Tahoe plan headed back to court
Environmental groups on May 7 appealed a recent ruling by federal District Judge John Mendez upholding a regional plan update adopted by the Tahoe Regional Planning Agency. The appeal, filed with the U.S. Court of Appeals for the Ninth Circuit in San Francisco, argues that Mendez “failed to analyze the RPU's negative impacts on soil conservation, water quality and air quality,” according to a statement from the law firm Earthjustice. “On top of that flaw, TRPA made erroneous findings that the RPU would protect Lake Tahoe's environment.”
Earthjustice, a law firm with offices in nine states and Washington, D.C., that has handled many major environmental cases dealing with air quality, fracking, Arctic drilling and climate change., is handling the appeal for the Sierra Club and Friends of the West Shore.
“The Agency's strange strategy to protect Lake Tahoe and its surrounding landscape from the damage caused by excessive urbanization over past decades is to promote even more development,” said Earthjustice attorney Wendy Park. “We will continue our fight to protect the lake from the misguided actions of the agency charged with protecting and restoring its environment.”

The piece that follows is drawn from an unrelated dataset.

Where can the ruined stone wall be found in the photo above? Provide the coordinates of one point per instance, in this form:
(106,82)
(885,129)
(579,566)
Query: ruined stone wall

In a prepared statement TRPA executive director Joanne Marchetta said the plan “authorizes less than half as much new development as the 1987 plan, maintains growth caps and urban boundary limits on all development and authorizes no new hotel accommodation units, continues some of the strongest scenic protections in the nation and assures no new high-rises can be built, supports greenhouse gas reductions and smart growth, proposes modest infill redevelopment in a handful of existing town centers.”
The dispute has split the two green groups from some of its longtime allies, including U.S. Sen. Harry Reid of Nevada.